My early writing career was all about writing songs to sing myself. But for much of the past 20 years, I've been writing songs for the purpose of pitching them to other artists for their records, musicals, sheet music, etc. I love the challenge of coming alongside someone else to help them communicate what they want to say. But challenging isn't the only word I'd use to describe the world of being a professional songwriter. I would also say it's frustrating, exhilarating, miserable, magical, and so much more. If you're in it for the long haul, let me tell you, it is not for the faint of heart.
A few years ago, 2014 to be exact, I wrote a song with one of my regular co-writing friends, Lee Black. We were targeting a certain country group who was about to start looking for songs for their next record. We finished the song, Lee made a demo and we were certain it was perfect for the group we had in mind. Probably a hit. Probably their next number one song. Remember that whole God-laughing thing? Yeah.

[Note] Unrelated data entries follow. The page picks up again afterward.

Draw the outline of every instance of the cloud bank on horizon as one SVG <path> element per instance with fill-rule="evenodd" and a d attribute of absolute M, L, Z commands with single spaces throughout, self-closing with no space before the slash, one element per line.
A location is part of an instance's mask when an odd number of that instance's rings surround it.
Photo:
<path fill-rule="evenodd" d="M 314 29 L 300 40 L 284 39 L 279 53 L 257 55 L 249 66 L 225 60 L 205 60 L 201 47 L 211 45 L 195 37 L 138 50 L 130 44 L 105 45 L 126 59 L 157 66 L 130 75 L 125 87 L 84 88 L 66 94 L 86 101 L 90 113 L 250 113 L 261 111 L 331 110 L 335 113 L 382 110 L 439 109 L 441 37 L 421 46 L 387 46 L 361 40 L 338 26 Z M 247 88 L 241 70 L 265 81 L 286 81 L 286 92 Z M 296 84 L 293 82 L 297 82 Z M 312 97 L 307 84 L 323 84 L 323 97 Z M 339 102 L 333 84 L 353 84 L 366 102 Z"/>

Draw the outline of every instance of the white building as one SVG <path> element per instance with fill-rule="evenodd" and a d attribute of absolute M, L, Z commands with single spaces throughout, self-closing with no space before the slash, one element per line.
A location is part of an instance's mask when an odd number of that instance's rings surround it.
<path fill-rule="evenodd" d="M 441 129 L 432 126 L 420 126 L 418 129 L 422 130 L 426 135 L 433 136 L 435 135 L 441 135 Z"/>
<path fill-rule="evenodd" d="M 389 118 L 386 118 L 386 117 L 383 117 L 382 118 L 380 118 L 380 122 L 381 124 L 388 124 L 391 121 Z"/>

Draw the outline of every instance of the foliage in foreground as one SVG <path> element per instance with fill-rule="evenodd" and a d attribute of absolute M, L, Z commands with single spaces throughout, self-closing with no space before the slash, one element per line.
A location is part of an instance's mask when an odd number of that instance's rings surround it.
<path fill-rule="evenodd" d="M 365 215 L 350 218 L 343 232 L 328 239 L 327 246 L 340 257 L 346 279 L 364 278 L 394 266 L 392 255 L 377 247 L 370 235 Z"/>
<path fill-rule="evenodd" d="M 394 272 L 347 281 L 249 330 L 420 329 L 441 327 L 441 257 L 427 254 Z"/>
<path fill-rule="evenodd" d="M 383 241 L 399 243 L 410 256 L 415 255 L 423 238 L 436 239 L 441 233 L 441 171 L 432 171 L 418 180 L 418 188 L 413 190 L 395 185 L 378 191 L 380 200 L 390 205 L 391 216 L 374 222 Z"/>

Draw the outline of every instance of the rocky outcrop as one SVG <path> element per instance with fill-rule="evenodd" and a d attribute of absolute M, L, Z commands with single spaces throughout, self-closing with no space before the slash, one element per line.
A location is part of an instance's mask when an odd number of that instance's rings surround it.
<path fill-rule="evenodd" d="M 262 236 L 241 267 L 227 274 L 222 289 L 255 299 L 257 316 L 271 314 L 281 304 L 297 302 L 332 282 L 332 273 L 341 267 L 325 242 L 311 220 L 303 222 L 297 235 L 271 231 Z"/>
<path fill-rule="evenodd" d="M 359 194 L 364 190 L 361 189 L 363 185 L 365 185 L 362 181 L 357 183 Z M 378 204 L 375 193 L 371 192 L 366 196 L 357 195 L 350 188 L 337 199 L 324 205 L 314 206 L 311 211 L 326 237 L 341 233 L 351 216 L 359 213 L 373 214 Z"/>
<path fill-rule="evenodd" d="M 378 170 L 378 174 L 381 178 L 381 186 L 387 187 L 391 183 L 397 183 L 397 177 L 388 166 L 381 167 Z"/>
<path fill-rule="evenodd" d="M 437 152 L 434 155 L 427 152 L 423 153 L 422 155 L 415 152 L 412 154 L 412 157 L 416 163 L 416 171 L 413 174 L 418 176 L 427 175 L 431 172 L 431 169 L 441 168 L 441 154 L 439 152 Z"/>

If memory serves, we sent it off to a few of the powers that be. No response. That isn't unusual. If I had a dollar for every time I heard crickets after pitching a song, I could buy my own island. Those crickets can wreak havoc on your confidence as a writer. And it isn't just the crickets that make you feel less than. It's everything from no communication, to the politics that come into play, to the injustices regarding royalties, and more. It's brutal, in a first-world-problem sort of way. I'm aware that this is just the music business we're talking. I'm not walking ten miles a day to get water for my family. So yes, I do have perspective. Still, it makes me grumpy sometimes.
So the song we'd written sat for about a year and a half. I had another writing appointment scheduled with Lee and my friend, Riley Friesen. We threw around some ideas, which included going through old songs to see if we could recycle one that hadn't found a home yet. We came across the song we'd written in that earlier session and discussed our options. The style really didn't fit what Riley is into, so at some point one of us said, "What if we go a completely different direction musically?" In the next hour, what was an uptempo, country song, became an inspirational pop ballad. And we loved it. Again, we discussed pitching options, but I honestly can't remember the who/what/when of all that. I just know the song remained uncut. That was 2016.
Fast forward to last summer. The high school music teacher I work with was looking for songs to fit the theme of a show choir show he had in mind. He called and asked if I had any ideas. I started scrolling through my iTunes library, hoping something might hit me. The theme was to be about a journey of some kind so I was looking for uplifting songs about travel, destination, adventure, etc. Let me just say here, that when perusing my library, I intentionally didn't look through songs I've written myself. As hard as I try to get my songs placed with artists or publishers, I work equally hard at not forcing my songs to be used because of my role at school or my church. If I ever suggest a song for those purposes, it's because I honestly think it's the best fit, and even then, I feel a little reluctant to do so.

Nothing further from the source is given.